Le gouvernement Legault prépare une relance de notre politique linguistique, laissée à l’abandon depuis longtemps.
Il a raison. Ça presse.
Les années Charest-Couillard furent une ère de radicale indifférence au sort du français.
Reculs
L’anglais revient en force dans les milieux de travail. Les cours de français pour les immigrants sont dotés de ressources insuffisantes.
Le gouvernement du Québec ne respecte pas sa propre politique linguistique. Il est fonctionnellement bilingue, comme le gouvernement fédéral.
Des entreprises, des commerces rient au nez de leurs clients francophones.
Le nombre de francophones dans les cégeps anglophones monte sans arrêt depuis des décennies.
Dans les universités, l’anglicisation est sournoise, toujours justifiée par le besoin d’aller chercher des étudiants étrangers plus payants pour pallier la baisse des inscriptions des francophones.

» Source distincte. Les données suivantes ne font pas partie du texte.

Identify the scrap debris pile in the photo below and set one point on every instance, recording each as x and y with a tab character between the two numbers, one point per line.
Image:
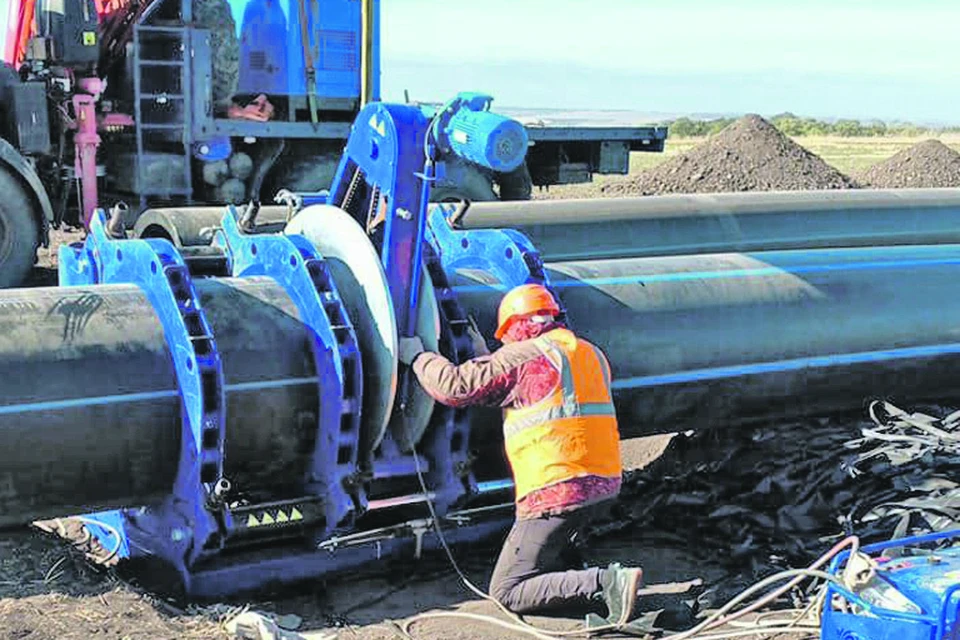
928	164
782	494
749	155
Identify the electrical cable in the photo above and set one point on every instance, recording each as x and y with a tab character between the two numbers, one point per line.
88	521
716	619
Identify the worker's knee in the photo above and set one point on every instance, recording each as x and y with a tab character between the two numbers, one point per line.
504	592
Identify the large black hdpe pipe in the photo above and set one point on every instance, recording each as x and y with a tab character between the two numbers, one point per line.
730	339
600	229
90	416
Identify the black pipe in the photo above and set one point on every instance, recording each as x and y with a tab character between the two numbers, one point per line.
89	409
603	229
731	339
90	413
272	391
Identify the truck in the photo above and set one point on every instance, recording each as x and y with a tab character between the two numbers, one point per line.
189	105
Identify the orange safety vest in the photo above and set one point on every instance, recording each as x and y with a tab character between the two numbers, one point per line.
573	431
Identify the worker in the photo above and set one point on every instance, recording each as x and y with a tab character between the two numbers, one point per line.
562	443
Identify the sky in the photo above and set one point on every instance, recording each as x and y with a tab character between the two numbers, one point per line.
865	59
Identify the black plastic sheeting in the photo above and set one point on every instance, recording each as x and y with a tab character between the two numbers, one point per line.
781	495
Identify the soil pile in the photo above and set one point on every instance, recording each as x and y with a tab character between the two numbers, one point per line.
928	164
749	155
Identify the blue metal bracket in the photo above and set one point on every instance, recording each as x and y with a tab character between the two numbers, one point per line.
187	521
380	178
294	264
505	254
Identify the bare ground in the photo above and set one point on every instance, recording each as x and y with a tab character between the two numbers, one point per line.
49	591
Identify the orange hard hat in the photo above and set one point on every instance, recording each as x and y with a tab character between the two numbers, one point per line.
522	301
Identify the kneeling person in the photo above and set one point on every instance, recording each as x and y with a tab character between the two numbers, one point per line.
562	442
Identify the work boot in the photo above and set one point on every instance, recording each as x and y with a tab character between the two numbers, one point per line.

En cherchant longtemps, on trouve certes, ici et là, des exemples encourageants, mais les données inquiétantes sont plus nombreuses et plus significatives.
On perd souvent de vue que les progrès accomplis dans les années qui suivirent l’adoption de la loi 101 le furent en ramant dans le sens contraire du courant naturel.
Dès que vous relâchez la surveillance et les efforts, l’anglais s’impose partout.
Il y a plus de 10 ans, le démographe Marc Termotte avait noté que le Québec était un cas unique au monde, oui, au monde.
Nous sommes en effet la seule société au monde dans laquelle l’avenir de la langue de la majorité n’est pas assuré, tout simplement parce qu’on laisse aux nouveaux arrivants le choix de vivre dans une autre langue s’ils le veulent, sans que la langue de la majorité ait ici la force que peut avoir l’allemand en Allemagne ou l’italien en Italie.
Le gouvernement Legault se heurtera à trois obstacles majeurs.
D’abord, la société civile est infiniment moins mobilisée sur la question linguistique que sur la laïcité.
Le défaitisme et la résignation se sont installés.
Ensuite, les jeunes ne sont absolument pas interpellés par cette question. Ils voient dans la langue un simple outil de communication et un choix purement individuel.
Comme il y a 40 ans, il faut recommencer à expliquer que la question n’est pas de savoir s’il est bon ou mauvais qu’un individu parle plusieurs langues, dont l’anglais – évidemment que oui –, mais de savoir quelle sera la langue habituelle et prédominante de la vie publique au Québec.
Enfin, depuis 15 ans, c’est le PLQ qui a nommé les hauts fonctionnaires de l’État québécois.
Leur inclinaison sera de traîner les pieds et de multiplier les objections, comme ils le firent pour la laïcité.
Province
Tant au Québec qu’au Canada anglais, la question de la langue soulèvera les mêmes passions que la religion.
Ultimement, le gouvernement Legault sera confronté à une réalité de base : la question de la langue est presque indissociable de celle de notre statut politique.
Si nous n’agissons pas, nous deviendrons des joueurs de banjo, des spécimens amusants et folkloriques pour touristes à la recherche d’exotisme.